Pero, en verdad, hasta las películas suyas menos logradas (ejemplos personales: el casi pecado mortal de mofarse de Frank Capra en The Hudsucker Proxy, Intolerable Cruelty, Burn After Reading y la ya mencionada apropiación de The Ladykillers) son tanto más interesantes que tanto de lo que anda dando vueltas por ahí. Las películas menores de los Coen son esas que sólo parecen buscar la risa pero, atención, aún así a no bajar la guardia y confiarse. Porque hasta en el delirio paranoide hollywoodense de Hail, Caesar! está ese monólogo de un George Clooney (actor y amigo al que los Coen gustan de “idiotizar” en sus películas) frente a la cruz y vestido de centurión antiguo y romano que primero emociona para, enseguida, arrancar carcajadas.
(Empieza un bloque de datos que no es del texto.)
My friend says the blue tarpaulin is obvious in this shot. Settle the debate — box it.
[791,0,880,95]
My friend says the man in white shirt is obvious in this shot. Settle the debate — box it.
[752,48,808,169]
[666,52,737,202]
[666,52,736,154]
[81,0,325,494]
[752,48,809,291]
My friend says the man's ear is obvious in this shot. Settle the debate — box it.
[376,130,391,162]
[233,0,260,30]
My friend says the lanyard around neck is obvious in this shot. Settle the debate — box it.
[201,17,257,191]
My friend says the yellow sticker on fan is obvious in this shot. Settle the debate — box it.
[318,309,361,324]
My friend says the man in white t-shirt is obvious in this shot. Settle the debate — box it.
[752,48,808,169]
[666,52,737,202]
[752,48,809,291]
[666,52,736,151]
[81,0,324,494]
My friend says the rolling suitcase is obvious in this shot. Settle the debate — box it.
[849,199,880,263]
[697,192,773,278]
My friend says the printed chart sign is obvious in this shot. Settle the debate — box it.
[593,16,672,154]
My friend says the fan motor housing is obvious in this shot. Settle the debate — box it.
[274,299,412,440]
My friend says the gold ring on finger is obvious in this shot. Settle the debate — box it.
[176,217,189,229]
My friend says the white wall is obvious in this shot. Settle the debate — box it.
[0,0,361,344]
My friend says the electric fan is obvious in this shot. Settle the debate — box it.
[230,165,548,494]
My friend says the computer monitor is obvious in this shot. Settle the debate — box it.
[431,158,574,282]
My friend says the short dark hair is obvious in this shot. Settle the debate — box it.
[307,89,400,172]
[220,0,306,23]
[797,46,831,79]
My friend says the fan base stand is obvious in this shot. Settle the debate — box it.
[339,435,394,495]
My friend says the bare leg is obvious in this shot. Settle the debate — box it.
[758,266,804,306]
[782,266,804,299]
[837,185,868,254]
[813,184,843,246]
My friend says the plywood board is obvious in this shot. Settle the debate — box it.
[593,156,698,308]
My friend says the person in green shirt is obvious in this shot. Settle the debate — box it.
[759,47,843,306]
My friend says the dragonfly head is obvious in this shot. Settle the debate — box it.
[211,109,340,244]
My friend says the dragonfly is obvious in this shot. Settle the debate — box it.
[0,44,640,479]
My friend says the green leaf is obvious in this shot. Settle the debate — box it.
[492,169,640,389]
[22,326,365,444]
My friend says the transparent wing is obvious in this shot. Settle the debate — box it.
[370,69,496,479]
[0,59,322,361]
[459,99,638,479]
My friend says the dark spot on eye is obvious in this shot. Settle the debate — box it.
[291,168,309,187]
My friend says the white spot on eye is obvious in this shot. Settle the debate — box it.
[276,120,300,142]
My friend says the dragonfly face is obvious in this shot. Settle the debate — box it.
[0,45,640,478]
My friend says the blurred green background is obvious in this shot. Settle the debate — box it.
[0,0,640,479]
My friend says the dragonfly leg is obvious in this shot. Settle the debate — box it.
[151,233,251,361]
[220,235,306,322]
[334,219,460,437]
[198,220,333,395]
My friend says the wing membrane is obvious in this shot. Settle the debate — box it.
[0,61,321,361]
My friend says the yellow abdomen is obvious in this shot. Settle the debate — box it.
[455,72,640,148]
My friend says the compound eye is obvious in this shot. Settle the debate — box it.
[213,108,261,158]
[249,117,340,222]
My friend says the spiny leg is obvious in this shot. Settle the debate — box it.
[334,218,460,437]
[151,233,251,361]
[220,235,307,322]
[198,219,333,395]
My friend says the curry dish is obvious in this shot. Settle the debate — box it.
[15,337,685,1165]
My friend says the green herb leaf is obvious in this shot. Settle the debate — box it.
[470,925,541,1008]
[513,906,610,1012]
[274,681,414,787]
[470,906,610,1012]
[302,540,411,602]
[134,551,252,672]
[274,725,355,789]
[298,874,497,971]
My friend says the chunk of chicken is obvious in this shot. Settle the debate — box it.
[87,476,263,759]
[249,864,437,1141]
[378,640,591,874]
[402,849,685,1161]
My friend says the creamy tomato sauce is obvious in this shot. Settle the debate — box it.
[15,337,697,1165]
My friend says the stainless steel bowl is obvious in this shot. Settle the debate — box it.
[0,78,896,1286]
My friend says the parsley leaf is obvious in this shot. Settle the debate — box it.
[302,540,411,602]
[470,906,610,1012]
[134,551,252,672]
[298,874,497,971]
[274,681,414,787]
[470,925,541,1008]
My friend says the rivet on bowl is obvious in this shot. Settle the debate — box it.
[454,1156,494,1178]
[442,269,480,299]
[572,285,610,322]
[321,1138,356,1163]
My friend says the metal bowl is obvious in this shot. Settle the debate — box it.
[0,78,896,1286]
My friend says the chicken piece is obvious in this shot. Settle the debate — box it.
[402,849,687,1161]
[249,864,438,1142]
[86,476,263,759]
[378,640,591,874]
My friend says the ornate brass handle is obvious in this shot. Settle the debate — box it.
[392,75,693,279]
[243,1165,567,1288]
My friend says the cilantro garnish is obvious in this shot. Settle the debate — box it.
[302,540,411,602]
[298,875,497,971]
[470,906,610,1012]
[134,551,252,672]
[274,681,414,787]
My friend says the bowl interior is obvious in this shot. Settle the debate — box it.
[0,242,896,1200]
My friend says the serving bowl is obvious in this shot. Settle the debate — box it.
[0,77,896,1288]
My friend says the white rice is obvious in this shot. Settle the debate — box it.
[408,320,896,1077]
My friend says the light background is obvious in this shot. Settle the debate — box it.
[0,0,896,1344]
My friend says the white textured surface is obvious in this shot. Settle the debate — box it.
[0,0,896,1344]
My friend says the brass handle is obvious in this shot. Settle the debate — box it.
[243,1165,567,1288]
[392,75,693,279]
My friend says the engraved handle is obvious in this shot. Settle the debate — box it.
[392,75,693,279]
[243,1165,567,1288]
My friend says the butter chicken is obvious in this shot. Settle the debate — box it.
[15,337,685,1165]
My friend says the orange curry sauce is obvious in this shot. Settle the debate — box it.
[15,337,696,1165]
                                                                         ***

Visto y revisto (porque una de las propiedades del cine de los Coen es que se lo puede ver una y otra vez) cabe preguntarse: ¿Los hermanos Coen hacen cine “de autor”? ¿Hay un Estilo Coen a la hora de hacer películas? ¿Son importantes dentro de la historia del cine? Respuestas: Sí, sí y sí. O bien: no, no y no. Para muchos, los hermanos Coen son dos genios indiscutibles: junto a Woody Allen, Wes Anderson, Tim Burton, Jim Jarmusch, el muy coeniano Quentin Tarantino, Paul Thomas Anderson, Steven Soderbergh, David Lynch, Spike Lee y algún otro nombre del cine independiente deluxe, se alzan como una de las pocas esperanzas que le quedan al cada vez más efectista celuloide de su país. Para muchos otros, los hermanos Coen son nada más que una mezcla de idiotas savant y nerds posmodernos con pretensiones, aquejados de una manía referencial incurable que los obliga a lanzar al espectador citas, guiños, claves, referencias y autorreferencias. Y –seguro– ante The Ballad of Buster Scruggs más de uno desenfundará en un extremo de la calle aullando que estos dos vuelven a vender una vez más espejitos y piedras de colores envueltos en el papel brillante que a menudo se utiliza para disimular lo insustancial. Esos mismos que dicen que no hay sufrimiento ni pathos ni gravitas ni compromiso en sus películas. Para ellos, el cine de los Coen no alcanza la categoría de Gran Arte, no se dedica a explorar la neurosis de ese hombre moderno que inventó Kafka y tampoco responde a los parámetros del entretenimiento para masas más o menos inteligente (no olvidemos que los Coen rechazaron hacer el primer Batman que hizo Tim Burton porque no filman nada que no esté escrito o adaptado por ellos quienes sí pueden escribir a sueldo de otros, a no ser que se les una su compinche Sam Raimi).
Una modesta proposición: tal vez precisamente ése sea el encanto y el valor de las películas de los Coen. Esa manera de decirnos que el trabajo es divertirse. Como muy pocos de nosotros podemos hacer lo que queremos laboralmente y, al mismo tiempo, divertirnos, ellos nos invitan por un puñado de billetes a su agridulce fiestita. Lo que no deja de ser un placer y un privilegio, si se lo piensa un poco.
También, está más que claro, su influencia es fácil de rastrear. De buenas y malas a primeras se me ocurren la fotocopiada The Men Who Stare at Goats, de Grant Heslov (con Bridges & Clooney en el reparto); la voluntariosa Grosse Pointe Blank, de George Armitage; la apreciable pero innecesariamente lebowskiana Inherent Vice, de Paul Thomas Anderson; las películas de Deadpool para la Marvel, In Bruges y Seven Psycopaths y Three Billboards Outside Ebbing, Missouri (incluye a McDormand) del ahora muy de moda pero casi en los límites del calco coeniano Martin McDonagh; y la que acaso sea la más fiel de todas: Confesiones de una mente peligrosa, dirigida por George Clooney. Títulos todos que no hacen más que remitirnos al genio de los originales. Y a pensar en que Donald Trump –y su administración–bien podría ser un personaje escrito y producido y dirigido por los Coen.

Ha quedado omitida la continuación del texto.